やがて明治時代になって北海道の開拓が本格化したときには、不可能とされた「稲作」は禁止された。米を作るという不確かな夢を見るよりも、欧米式の畑作や畜産を導入しようとしたのである。
しかし、禁止されても米を作りたいという開拓民たちの情熱はなくなることはなかった。中には、稲作を試みて逮捕された者もいるという。しかし、そうした中でも、人々は米作りへの挑戦をやめなかった。そして、明治六年(一八七三年)に初めて稲作に成功し、ついに北海道で稲作をすることが認められるのである。
ああ、北海道もそうだったのか!と思う。
なぜなら、これと全く同じことが数十年後の樺太でも繰り返されたからである。北海道よりもさらに寒冷な地で、それでも開拓農民たちは米を作ろうとした。それだけ、米と日本人のアイデンティティは深く結び付いていたのだ。

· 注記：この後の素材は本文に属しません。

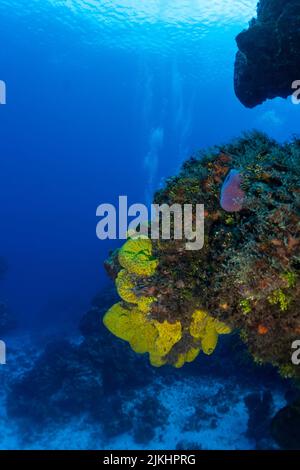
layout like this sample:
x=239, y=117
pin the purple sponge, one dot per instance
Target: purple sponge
x=232, y=195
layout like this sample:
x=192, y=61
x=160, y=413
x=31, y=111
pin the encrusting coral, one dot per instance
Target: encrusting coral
x=244, y=279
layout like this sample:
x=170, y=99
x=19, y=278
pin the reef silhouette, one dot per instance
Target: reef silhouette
x=268, y=59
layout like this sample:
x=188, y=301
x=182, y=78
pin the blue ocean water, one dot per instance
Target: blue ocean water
x=106, y=98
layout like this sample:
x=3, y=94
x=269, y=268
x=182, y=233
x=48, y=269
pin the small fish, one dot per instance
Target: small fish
x=232, y=195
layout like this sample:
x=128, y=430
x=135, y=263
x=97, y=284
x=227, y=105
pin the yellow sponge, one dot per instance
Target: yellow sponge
x=136, y=256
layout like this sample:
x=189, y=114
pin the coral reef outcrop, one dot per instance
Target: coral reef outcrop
x=246, y=278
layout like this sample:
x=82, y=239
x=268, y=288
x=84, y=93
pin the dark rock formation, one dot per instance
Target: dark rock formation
x=268, y=61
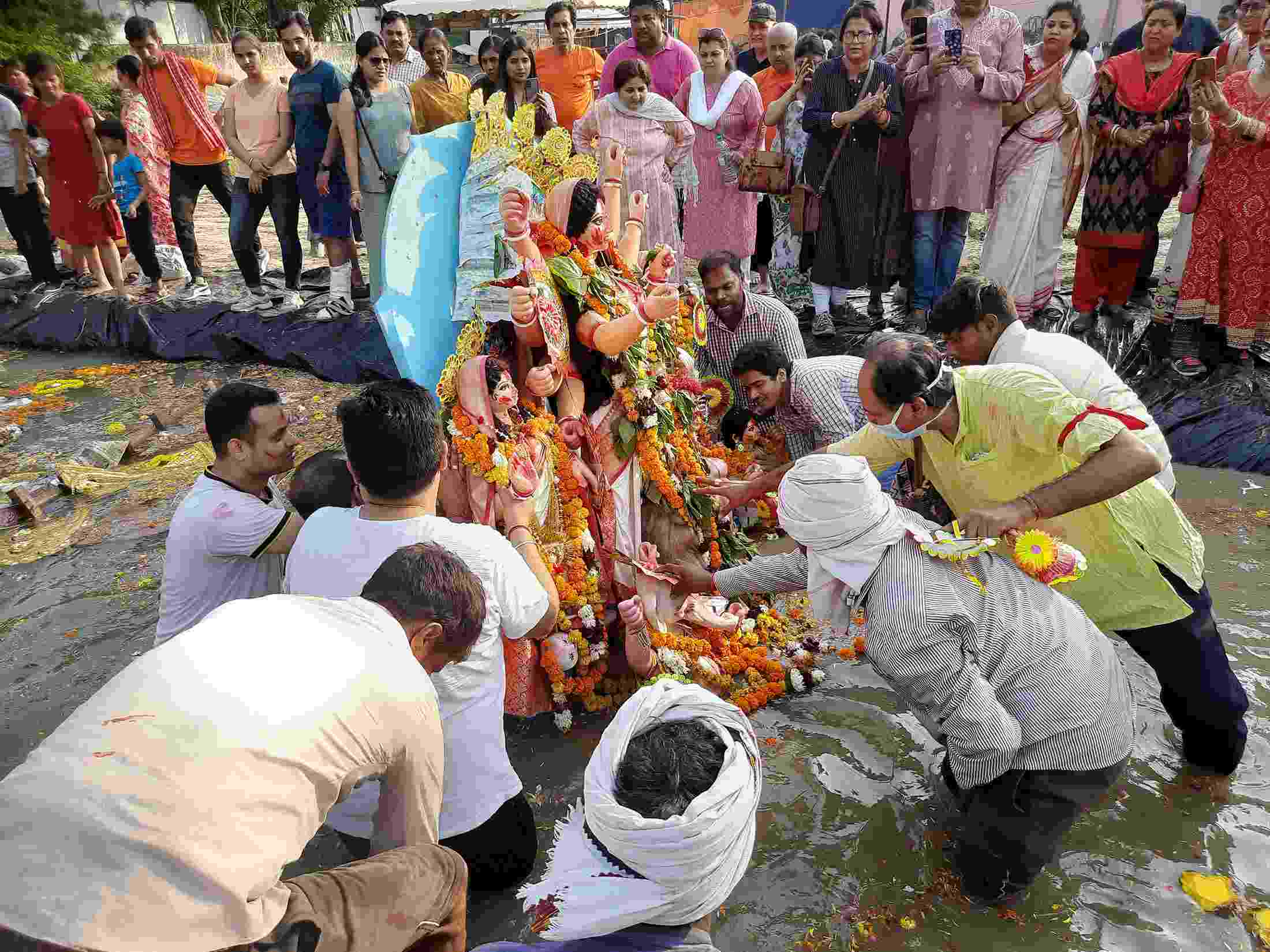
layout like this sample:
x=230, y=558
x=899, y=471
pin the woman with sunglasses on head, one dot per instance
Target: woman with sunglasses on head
x=727, y=115
x=854, y=103
x=375, y=126
x=518, y=80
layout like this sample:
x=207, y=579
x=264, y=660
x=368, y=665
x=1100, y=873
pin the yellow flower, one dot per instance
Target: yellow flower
x=1036, y=551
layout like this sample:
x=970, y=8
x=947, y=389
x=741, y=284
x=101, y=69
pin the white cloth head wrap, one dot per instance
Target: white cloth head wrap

結局、樺太での稲作は試験的なものにとどまり、本格的な米作りは行われずに敗戦を迎えた。そして、戦後は樺太(南サハリン)が日本領でなくなったために、もう稲作が試みられることもなくなったのである。そこに歴史の皮肉を感じざるを得ない。
もし現代の最新技術を用いたら、はたしてサハリンでの稲作は可能なのだろうか?